Tingkat Kepercayaan terhadap Vaksin Jadi Kekhawatiran Baru

Keraguan terhadap vaksin sangat terkait dengan kurangnya kepercayaan pada pemerintah.

Rep: Haura Hafizhah/ Red: Reiny Dwinanda
Kandidat vaksin Covid-19 (ilustrasi). Ilmuwan membunyikan alarm kepada pemerintah untuk mengatasi keraguan masyarakat terhadap program vaksinasi yang akan datang.
Foto: AP Photo/Ted S. Warren
Kandidat vaksin Covid-19 (ilustrasi). Ilmuwan membunyikan alarm kepada pemerintah untuk mengatasi keraguan masyarakat terhadap program vaksinasi yang akan datang.

REPUBLIKA.CO.ID, JAKARTA -- Di tengah perjuangan ilmuwan untuk menghasilkan vaksin Covid-19, gelagat penolakan terhadap vaksinasi muncul pada kelompok masyarakat di berbagai negara. Mengingat jumlah mereka cukup besar, ilmuwan mengingatkan pemerintah untuk tidak menyepelekan hal tersebut.

Para ilmuwan menyerukan pemerintah segera bertindak untuk meningkatkan kepercayaan masyarakat pada imunisasi Covid-19. Apalagi, perawatan yang efektif cuma sedikit dan tidak ada obat untuk melawan virus corona.

Baca Juga

Kondisi itulah yang membuat perusahaan dan pemerintah berlomba untuk mengembangkan vaksin dalam upaya untuk menghentikan pandemi. Ilmuwan mencermati, keraguan terhadap vaksin meningkat akibat informasi yang salah dan ketidakpercayaan masyarakat terhadap kemajuan ilmu pengetahuan.

Dalam sebuah studi baru yang diterbitkan di Nature Medicine, para peneliti di Spanyol, Amerika Serikat, dan Inggris mensurvei 13.400 orang di 19 negara yang terpukul oleh Covid-19. Mereka menemukan bahwa 72 persen dari mereka akan diimunisasi, 14 persen akan menolak dan 14 persen ragu-ragu.

Ketika ditelisik kemungkinan penolakan vaksinasi pada seluruh populasi, jumlahnya bisa mencapai puluhan juta orang. Ilmuwan mengatakan, temuan ini harus menjadi seruan untuk bertindak bagi komunitas kesehatan internasional.

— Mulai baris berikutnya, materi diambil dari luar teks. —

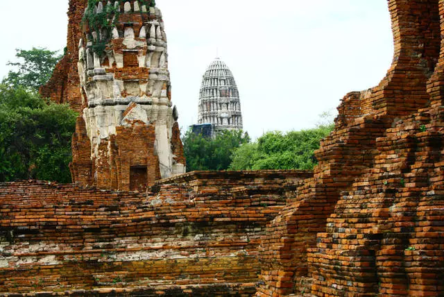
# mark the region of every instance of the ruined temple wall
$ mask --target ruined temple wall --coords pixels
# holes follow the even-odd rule
[[[1,184],[0,294],[251,296],[265,224],[310,175],[198,172],[147,194]]]
[[[66,53],[56,66],[49,81],[40,90],[42,96],[58,103],[69,103],[78,112],[85,107],[82,103],[77,62],[78,44],[82,37],[80,24],[87,3],[87,0],[69,0]]]
[[[386,164],[386,174],[400,174],[399,172],[395,173],[398,169],[394,164],[398,162],[398,158],[404,155],[408,155],[409,160],[418,158],[412,153],[412,151],[417,149],[416,147],[404,148],[406,144],[403,137],[407,136],[402,136],[402,134],[404,130],[413,130],[414,133],[410,133],[413,134],[420,132],[417,129],[421,126],[421,119],[425,120],[427,118],[422,113],[416,113],[418,111],[422,112],[421,108],[427,108],[431,102],[427,93],[427,81],[435,69],[441,42],[438,1],[390,0],[388,4],[395,41],[392,66],[378,86],[361,92],[350,93],[344,97],[338,108],[339,115],[335,121],[335,130],[321,142],[321,148],[316,153],[319,164],[314,169],[314,178],[305,180],[304,185],[297,189],[293,202],[289,203],[267,226],[267,235],[262,238],[260,247],[262,271],[257,291],[259,296],[284,296],[292,293],[313,294],[315,296],[393,294],[393,291],[384,290],[384,288],[390,289],[390,285],[387,284],[391,281],[395,283],[395,278],[390,278],[386,275],[384,278],[386,278],[384,281],[387,284],[379,291],[375,289],[371,278],[368,283],[352,281],[351,285],[348,285],[347,282],[356,280],[361,274],[350,272],[353,269],[359,270],[352,268],[354,267],[354,262],[359,262],[357,260],[358,258],[350,256],[348,260],[350,266],[348,262],[343,262],[350,246],[348,244],[354,244],[351,243],[353,242],[352,239],[355,231],[342,228],[343,223],[347,221],[348,214],[344,214],[343,209],[338,209],[339,203],[347,203],[349,207],[354,207],[355,217],[351,221],[356,223],[357,226],[366,223],[366,220],[371,220],[370,216],[374,204],[368,204],[371,206],[369,206],[366,219],[364,221],[358,219],[361,217],[360,215],[365,217],[362,213],[366,211],[359,209],[367,205],[361,203],[360,200],[361,197],[365,197],[362,196],[362,187],[368,186],[368,195],[377,195],[378,193],[377,186],[366,183],[368,180],[364,176],[368,173],[382,174],[378,166],[382,163]],[[436,90],[436,87],[432,92],[441,92]],[[413,118],[416,119],[413,123],[400,126],[400,119],[405,118],[407,120],[411,114],[415,114],[416,117]],[[438,124],[438,127],[441,125]],[[399,126],[397,130],[390,130],[395,126]],[[393,151],[390,153],[381,154],[379,144],[388,135],[393,137],[387,142],[388,145],[393,146]],[[440,137],[438,136],[438,138]],[[402,144],[395,148],[397,139]],[[429,141],[427,142],[430,144]],[[425,145],[424,149],[427,151],[433,150],[429,145]],[[396,148],[401,151],[404,149],[404,151],[400,153],[395,151]],[[438,145],[436,149],[432,155],[438,153],[441,148]],[[400,157],[395,157],[396,153],[400,153]],[[421,155],[420,153],[418,155]],[[416,166],[423,171],[429,165],[419,164]],[[438,171],[440,170],[438,169]],[[414,179],[416,174],[419,173],[413,173],[412,178]],[[406,177],[402,178],[404,178],[402,180],[407,180]],[[434,183],[432,180],[434,180],[432,179],[430,183]],[[356,191],[355,194],[359,197],[352,201],[344,194],[352,189]],[[439,203],[437,203],[439,205]],[[409,206],[411,208],[409,209]],[[416,211],[413,205],[407,205],[407,207],[412,212]],[[334,229],[336,231],[330,231],[332,229],[329,228],[331,215],[337,218],[335,223],[338,227]],[[400,216],[399,214],[398,215]],[[393,220],[395,221],[396,219]],[[402,220],[401,218],[399,219]],[[427,219],[422,219],[427,221]],[[370,234],[373,232],[370,225],[363,228]],[[328,239],[324,239],[326,237],[326,228],[333,232],[329,234]],[[338,228],[341,228],[341,232],[337,232]],[[393,229],[387,232],[391,234],[398,231]],[[349,238],[347,236],[350,232],[352,235]],[[433,237],[434,235],[431,236]],[[364,240],[359,237],[355,239],[359,242]],[[319,244],[323,244],[324,241],[333,245],[334,248],[330,246],[332,251],[325,250],[325,245]],[[318,250],[315,251],[318,251],[316,254],[318,257],[314,255],[315,253],[311,249],[316,245]],[[365,251],[366,247],[364,246],[360,248]],[[398,251],[393,252],[399,253],[400,251],[398,248]],[[336,252],[334,255],[332,253],[334,252]],[[374,253],[374,251],[366,250],[361,256],[370,257],[371,253]],[[373,261],[375,263],[374,257]],[[366,265],[369,265],[369,263],[363,264]],[[440,265],[437,265],[438,269],[442,267]],[[317,269],[317,274],[309,272],[314,267]],[[375,265],[373,267],[366,271],[375,275]],[[327,268],[330,269],[328,273],[326,271]],[[420,271],[420,269],[416,272]],[[401,275],[403,275],[401,278],[407,278],[405,272],[402,272]],[[434,274],[432,277],[436,278],[436,275],[439,275],[439,273]],[[412,280],[411,284],[424,281],[422,277],[415,275],[415,278],[412,276],[409,275],[409,278],[416,280]],[[314,280],[314,277],[316,278]],[[368,289],[369,287],[372,289]],[[427,289],[419,289],[414,293],[412,291],[412,294],[424,294],[426,291]],[[440,291],[435,288],[434,291],[432,289],[428,294],[436,294],[437,291]]]

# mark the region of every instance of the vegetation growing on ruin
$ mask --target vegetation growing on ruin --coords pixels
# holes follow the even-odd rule
[[[71,137],[77,114],[22,86],[0,85],[0,182],[70,183]]]
[[[233,152],[250,142],[250,137],[242,131],[223,130],[214,138],[196,135],[191,130],[183,137],[187,170],[226,170]]]
[[[51,78],[61,58],[59,52],[35,47],[16,51],[17,60],[7,64],[15,69],[9,71],[2,83],[10,86],[21,85],[28,90],[37,92]]]
[[[71,137],[77,114],[37,94],[60,56],[17,49],[17,67],[0,84],[0,182],[37,178],[70,183]]]
[[[87,6],[82,24],[84,25],[87,24],[89,28],[89,35],[88,40],[92,42],[92,49],[93,52],[101,56],[105,54],[106,44],[111,40],[111,31],[115,27],[120,12],[115,7],[114,3],[118,2],[119,4],[123,3],[127,0],[117,0],[111,1],[112,5],[104,5],[102,12],[97,13],[97,4],[100,0],[88,0]],[[146,8],[155,7],[155,0],[139,0],[139,3],[142,6],[146,6]],[[142,11],[138,13],[142,13]],[[96,39],[94,39],[92,35],[92,32],[97,33]],[[101,36],[100,33],[102,33]]]

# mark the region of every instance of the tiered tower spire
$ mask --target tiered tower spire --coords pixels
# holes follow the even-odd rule
[[[243,128],[241,103],[231,70],[219,58],[203,75],[199,98],[198,123],[211,124],[214,131]]]

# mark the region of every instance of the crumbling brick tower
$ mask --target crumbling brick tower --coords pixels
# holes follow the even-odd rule
[[[185,173],[160,10],[151,1],[89,1],[82,26],[73,181],[144,190]]]

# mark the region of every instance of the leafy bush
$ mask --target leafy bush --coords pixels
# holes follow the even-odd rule
[[[226,170],[233,151],[248,144],[250,137],[242,131],[223,130],[214,138],[205,137],[188,131],[182,139],[187,158],[187,170]]]
[[[317,164],[314,151],[332,125],[291,131],[268,132],[253,144],[237,149],[230,165],[231,170],[312,169]]]
[[[0,181],[71,182],[71,137],[77,114],[21,86],[0,85]]]

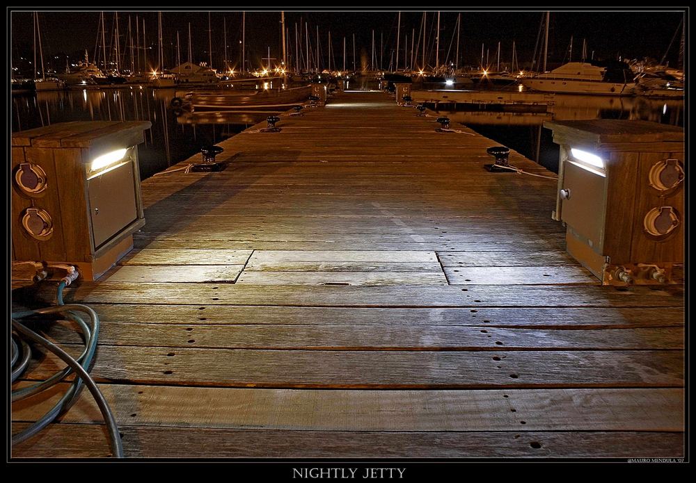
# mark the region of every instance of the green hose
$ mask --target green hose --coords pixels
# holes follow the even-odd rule
[[[12,436],[12,443],[13,444],[17,444],[31,438],[46,427],[56,418],[67,411],[77,401],[84,384],[92,393],[104,418],[109,432],[109,444],[111,448],[112,454],[117,458],[122,458],[123,448],[116,419],[104,395],[99,390],[94,380],[89,375],[89,370],[91,368],[91,365],[94,360],[94,354],[97,350],[97,338],[99,334],[99,317],[97,316],[96,312],[86,305],[79,304],[65,305],[63,300],[63,290],[66,285],[66,282],[63,281],[58,286],[56,296],[58,305],[46,309],[15,312],[12,314],[12,327],[14,330],[11,355],[13,381],[19,377],[29,365],[31,358],[31,350],[26,343],[27,341],[42,345],[49,352],[58,356],[67,364],[67,367],[58,371],[44,381],[22,388],[21,389],[13,391],[13,401],[19,400],[45,391],[58,384],[70,374],[73,373],[76,374],[70,388],[63,395],[58,402],[29,427],[13,435]],[[90,320],[91,327],[85,322],[83,318],[78,315],[78,313],[86,314]],[[27,317],[54,313],[61,313],[68,320],[74,322],[82,331],[82,335],[85,341],[85,348],[77,359],[74,359],[56,344],[41,336],[28,328],[24,323],[19,321],[19,319]],[[19,348],[15,341],[15,338],[19,341],[22,345],[21,359],[19,355]]]

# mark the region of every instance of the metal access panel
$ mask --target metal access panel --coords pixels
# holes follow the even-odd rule
[[[563,186],[568,197],[562,201],[562,219],[599,253],[604,243],[606,181],[599,172],[565,161]]]
[[[123,163],[87,181],[95,249],[138,218],[133,165]]]

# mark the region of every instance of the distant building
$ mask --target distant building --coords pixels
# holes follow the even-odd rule
[[[170,69],[169,72],[176,76],[180,84],[217,82],[219,80],[215,70],[207,67],[205,63],[196,65],[191,62],[184,62],[181,65]]]

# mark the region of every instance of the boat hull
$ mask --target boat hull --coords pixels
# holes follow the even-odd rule
[[[304,102],[311,94],[309,85],[273,91],[194,92],[186,96],[193,110],[285,110]]]
[[[532,90],[558,94],[630,96],[634,93],[632,85],[612,82],[526,79],[522,81],[522,85]]]

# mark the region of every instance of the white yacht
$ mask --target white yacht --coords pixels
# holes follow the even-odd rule
[[[546,92],[632,95],[633,74],[623,62],[569,62],[550,72],[522,79],[528,89]]]

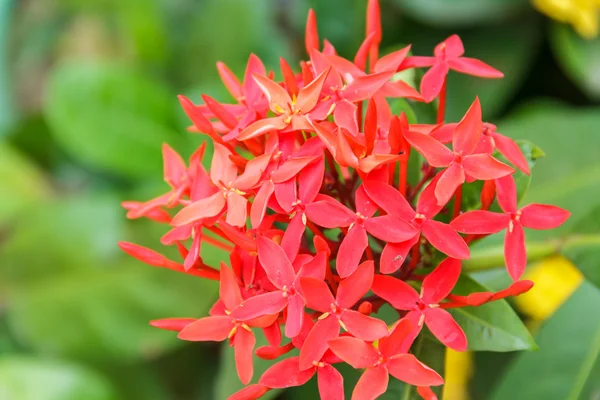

"Jika kami tidak mulai membangun literasi vaksin dan memulihkan kepercayaan publik pada sains saat ini, kami tidak dapat berharap untuk menahan pandemi ini," kata rekan penulis Heidi Larson, yang menjalankan Proyek Kepercayaan Vaksin di London School of Hygiene and Tropical Medicine dilansir laman Health 24, Jumat (23/10).

Para peneliti menemukan bahwa orang-orang yang paling tidak percaya pada pemerintah cenderung tidak menerima vaksin. Bahkan, mereka yang pernah kena Covid-19 cenderung tidak merespons secara positif.

Sementara itu, di China, 87 persen responden mengatakan mereka akan menggunakan vaksin yang "terjamin, aman, dan efektif". Jumlah respondennya tertinggi dari semua negara yang disurvei.

Sementara itu, proporsinya turun menjadi 75 persen di AS. Di Rusia, angkanya serendah 55 persen.

"Kami menemukan bahwa masalah keraguan terhadap vaksin sangat terkait dengan kurangnya kepercayaan pada pemerintah," kata koordinator studi Jeffrey Lazarus, dari Barcelona Institute for Global Health.

Kalangan dewasa tua

Ketika ditanya apakah masyarakat akan menerima vaksin yang disetujui dan aman yang direkomendasikan "oleh pemberi kerja", hanya 32 persen responden yang sepenuhnya setuju. Tingkat penerimaan sangat bervariasi di setiap negara.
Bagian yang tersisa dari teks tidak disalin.